Site icon C2O library & collabtive

Lokakarya Penelitian Komunitas, Semarang 5-8 Januari

Tulisan ini adalah catatan Anitha Silvia mengenai pengalamannya mengikuti Lokakarya Penelitian Komunitas di Hysteria, Jl Stonen 29 Semarang, selama 5 – 8 Januari 2013. Versi ini adalah versi yang sudah disingkat. Silakan membaca versi lengkapnya di blog Tinta.

Sabtu, 5 Januari 2013

Semarang secara geografis adalah unik, secara sederhana terbagi dua Semarang Bawah dan Semarang Atas. Semarang Bawah menuju pelabuhan Tanjung Mas, Semarang Atas meliputi UNES dan UNDIP. Menuju Hysteria yang berada di areal perbukitan adalah menyenangkan, tumpukan rumah di bukit, udara yang cukup sejuk, dan minibus melewati papan petunjuk arah Sampangan di depan rumah sakit Karyadi, wah kenapa saya gak turun sini aja yah kan mau ke Sampangan, karena masih bertahan pada petunjuk dari Adin, tapi ngerasa saya akan keburu nyampe terminal Banyumanik, akhirnya saya tanya ke kondektur, eh saya disuruh turun di PLN karena seharusnya turun di Karyadi, huhu. Turun di PLN, nyebrang ke sisi jalan lainnya, kembali ke Karyadi naek bis damri, lalu oper angkot ke Sampangan, turun di Jalan Kelud, lumayan masih inget jalan ke Hysteria, terakhir saya kesana awal tahun 2011, ini ketiga kalinya saya berkunjung ke Hysteria. TIba di Hysteria disambut Adin dan Purna, workshop belum dimulai.
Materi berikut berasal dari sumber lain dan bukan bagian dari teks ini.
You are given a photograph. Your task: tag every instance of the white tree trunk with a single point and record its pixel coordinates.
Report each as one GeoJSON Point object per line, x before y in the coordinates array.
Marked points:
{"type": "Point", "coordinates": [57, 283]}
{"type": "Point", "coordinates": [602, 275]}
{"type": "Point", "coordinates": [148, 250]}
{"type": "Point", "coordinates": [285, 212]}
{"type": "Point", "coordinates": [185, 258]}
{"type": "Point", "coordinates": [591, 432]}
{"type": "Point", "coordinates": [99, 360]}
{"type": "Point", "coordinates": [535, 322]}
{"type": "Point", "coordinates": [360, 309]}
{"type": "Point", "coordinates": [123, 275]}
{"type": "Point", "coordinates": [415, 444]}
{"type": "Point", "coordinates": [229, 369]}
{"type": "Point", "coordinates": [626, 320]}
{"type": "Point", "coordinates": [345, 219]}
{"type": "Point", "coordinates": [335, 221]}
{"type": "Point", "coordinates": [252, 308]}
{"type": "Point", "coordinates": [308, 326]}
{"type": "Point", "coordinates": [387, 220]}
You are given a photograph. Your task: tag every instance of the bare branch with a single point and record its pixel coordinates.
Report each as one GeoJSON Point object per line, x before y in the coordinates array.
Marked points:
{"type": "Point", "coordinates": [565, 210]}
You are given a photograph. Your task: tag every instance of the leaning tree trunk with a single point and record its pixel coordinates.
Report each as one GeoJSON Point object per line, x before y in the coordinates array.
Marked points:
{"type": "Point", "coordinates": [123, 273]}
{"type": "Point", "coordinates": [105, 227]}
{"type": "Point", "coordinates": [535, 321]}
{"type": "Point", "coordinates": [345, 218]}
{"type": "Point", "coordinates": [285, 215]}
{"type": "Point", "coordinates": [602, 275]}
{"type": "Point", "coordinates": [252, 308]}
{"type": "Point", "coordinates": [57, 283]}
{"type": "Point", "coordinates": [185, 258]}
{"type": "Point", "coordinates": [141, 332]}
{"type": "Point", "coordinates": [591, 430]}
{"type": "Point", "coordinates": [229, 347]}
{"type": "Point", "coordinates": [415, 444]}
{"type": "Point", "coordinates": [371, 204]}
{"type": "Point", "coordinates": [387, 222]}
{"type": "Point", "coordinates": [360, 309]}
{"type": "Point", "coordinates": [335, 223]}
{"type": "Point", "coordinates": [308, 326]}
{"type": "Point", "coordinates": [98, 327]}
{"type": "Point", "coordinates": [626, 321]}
Semarang adalah kota ketiga dalam projek Urban Knowledge Development (UKD) yang dicetuskan oleh Rujak Center for Urban Studies yang bertujuan mengumpulkan pengetahuan perkotaan dan menyebarkannya. UKD di Kota Makassar bertajuk Makassar Nol Kilometer, Surabaya bertajuk Ayorek, Semarang bertajuk UGDsmg. Hari pertama workshop penelitian komunitas diasuh oleh Antariksa–pendiri KUNCI Cultural Studies, dengan materi Sejarah Kampung, dengan peserta workshop : Anastasia Dwirahmi (UGDsmg), Adin (UGDsmg), Openk (UGDsmg), Purna (Hysteria), Hasyim (warga Kampung Tugurejo), Noviaji (Asosiasi Design Grafis Semarang), Ashar (warga Kampung  Bustaman), Naka (Teater Ikat), (Ibrahim Lembah Kelelawar), dan saya sebagai perwakilan Ayorek, sayang perwakilan Makassar Nol Kilometer tidak bisa hadir karena Makassar dilanda banjir.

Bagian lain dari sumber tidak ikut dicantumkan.